Davon profitiere wiederum die Weltwirtschaft, sagt Ökonom Ossa: «Die WTO hätte eine zweite Amtszeit von Trump wohl nicht überstanden. Das wäre das Ende unseres regelbasierten Welthandelssystems gewesen, mit ernsthaften Konsequenzen gerade für kleine, offene Volkswirtschaften wie die Schweiz.»
Autokratische Mächte stoppen
Trump hat Anti-Demokraten aus Russland, China und Nordkorea hofiert. Jetzt lanciert Biden die Initiative «Free World»: Gemeinsam mit europäischen und asiatischen Verbündeten will er den Vormarsch autokratischer Mächte stoppen – ähnlich wie der einstige US-Präsident Woodrow Wilson (1856–1924). Der rief nach dem Ersten Weltkrieg den Völkerbund ins Leben und proklamierte: «Make the World Safe for Democracy!»
Das sei ein Kernsatz der amerikanischen Demokraten geworden, sagt Bernd Stöver (59), Geschichtsprofessor an der Uni Potsdam und Verfasser des Standardwerks «Geschichte der USA». China, Russland oder Nordkorea würden deshalb zwar nicht demokratischer, so Stöver. «Aber in Staaten wie Weissrussland und der Ukraine kann Biden die demokratischen Kräfte tatsächlich stärken.»

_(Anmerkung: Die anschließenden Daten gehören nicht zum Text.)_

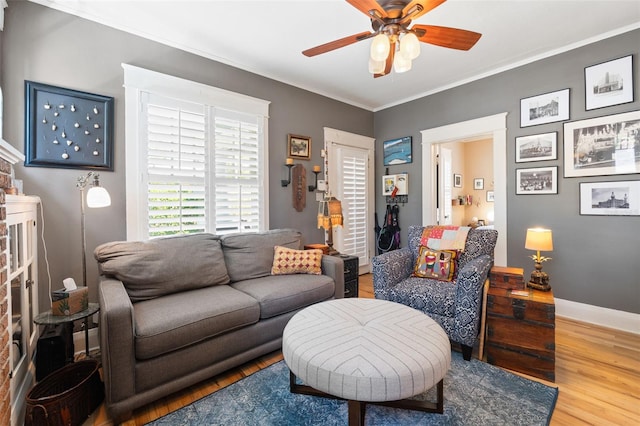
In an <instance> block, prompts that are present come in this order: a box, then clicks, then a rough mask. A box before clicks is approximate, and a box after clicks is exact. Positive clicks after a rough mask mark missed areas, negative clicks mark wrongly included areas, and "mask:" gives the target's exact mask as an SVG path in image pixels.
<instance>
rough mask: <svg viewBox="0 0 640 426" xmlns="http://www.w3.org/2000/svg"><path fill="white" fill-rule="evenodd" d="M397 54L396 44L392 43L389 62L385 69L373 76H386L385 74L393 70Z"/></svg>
mask: <svg viewBox="0 0 640 426" xmlns="http://www.w3.org/2000/svg"><path fill="white" fill-rule="evenodd" d="M395 54H396V44H395V43H391V47H390V49H389V56H387V62H386V63H385V65H384V71H383V72H382V73H380V74H374V75H373V78H378V77H384V76H385V75H387V74H389V73H390V72H391V67H392V66H393V58H394V57H395Z"/></svg>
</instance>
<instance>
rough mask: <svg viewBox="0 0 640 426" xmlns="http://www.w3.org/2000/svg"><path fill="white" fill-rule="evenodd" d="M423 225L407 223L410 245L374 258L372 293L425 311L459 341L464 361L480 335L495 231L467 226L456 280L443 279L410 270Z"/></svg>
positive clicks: (459, 261)
mask: <svg viewBox="0 0 640 426" xmlns="http://www.w3.org/2000/svg"><path fill="white" fill-rule="evenodd" d="M424 229H425V228H424V227H422V226H410V227H409V235H408V240H409V242H408V247H405V248H402V249H399V250H395V251H390V252H387V253H384V254H381V255H379V256H375V257H374V258H373V259H372V264H373V289H374V293H375V297H376V299H384V300H390V301H393V302H398V303H402V304H404V305H407V306H410V307H412V308H414V309H417V310H419V311H422V312H424V313H425V314H427V315H429V316H430V317H431V318H433V319H434V320H435V321H436V322H437V323H438V324H440V326H442V328H443V329H444V330H445V332H446V333H447V335H448V336H449V339H450V340H451V341H453V342H457V343H460V345H461V347H462V355H463V357H464V359H465V360H467V361H468V360H470V359H471V352H472V350H473V345H474V344H475V342H476V339H477V338H478V330H479V328H480V315H481V312H480V311H481V308H482V289H483V286H484V282H485V280H486V279H487V276H488V274H489V270H490V269H491V266H493V250H494V248H495V246H496V241H497V239H498V231H496V230H493V229H482V230H480V229H471V230H470V231H469V234H468V235H467V240H466V242H465V248H464V251H463V252H462V253H460V257H459V259H458V274H457V277H456V278H455V280H454V282H446V281H438V280H434V279H429V278H419V277H413V276H412V272H413V268H414V265H415V262H416V257H417V256H418V252H419V250H420V240H421V238H422V233H423V231H424Z"/></svg>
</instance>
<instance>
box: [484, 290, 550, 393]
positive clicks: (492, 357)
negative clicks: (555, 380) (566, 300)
mask: <svg viewBox="0 0 640 426" xmlns="http://www.w3.org/2000/svg"><path fill="white" fill-rule="evenodd" d="M486 321H487V336H486V340H485V351H486V354H487V361H488V362H489V363H490V364H494V365H498V366H500V367H504V368H507V369H510V370H514V371H518V372H521V373H524V374H528V375H530V376H534V377H539V378H541V379H545V380H549V381H554V380H555V304H554V299H553V292H552V291H538V290H533V289H529V290H528V291H527V295H519V294H517V293H516V294H513V293H512V290H508V289H501V288H490V289H489V291H488V294H487V319H486Z"/></svg>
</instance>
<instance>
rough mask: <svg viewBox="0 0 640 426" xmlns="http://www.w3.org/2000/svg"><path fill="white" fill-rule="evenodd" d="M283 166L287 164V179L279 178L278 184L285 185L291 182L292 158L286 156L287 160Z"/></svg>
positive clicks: (292, 161)
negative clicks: (287, 174) (287, 173)
mask: <svg viewBox="0 0 640 426" xmlns="http://www.w3.org/2000/svg"><path fill="white" fill-rule="evenodd" d="M285 166H287V168H288V169H289V170H288V178H287V180H284V179H282V180H280V184H281V185H282V186H283V187H285V186H289V184H290V183H291V168H292V167H293V158H287V161H286V162H285Z"/></svg>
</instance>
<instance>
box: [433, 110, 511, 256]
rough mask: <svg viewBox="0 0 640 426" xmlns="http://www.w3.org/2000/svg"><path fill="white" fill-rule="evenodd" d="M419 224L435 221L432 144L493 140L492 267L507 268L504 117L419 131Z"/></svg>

Der kommende Präsident hat bereits mit diversen Staatschefs telefoniert – über private Kanäle. Denn die Administration Trump verweigert ihm die gesetzlich vorgeschriebene Unterstützung für die Übergangsphase. Bidens Team arbeitet trotzdem auf vollen Touren, auch an der Besetzung des neuen Kabinetts. Unter den Anwärtern auf ein Ministeramt sticht Pete Buttigieg (38) heraus: Mit dem Bürgermeister aus South Bend, Indiana, zieht wohl eines der grössten Talente der Demokraten nach Washington.
«Darin steckt neben Symbolik und Programm vielleicht der wichtigste Aspekt von Bidens Präsidentschaft», so die Amerikanistin Brühwiler: «Dass er ein Brückenbauer wird – nicht nur für Kamala Harris, sondern auch für eine neue demokratische Generation.»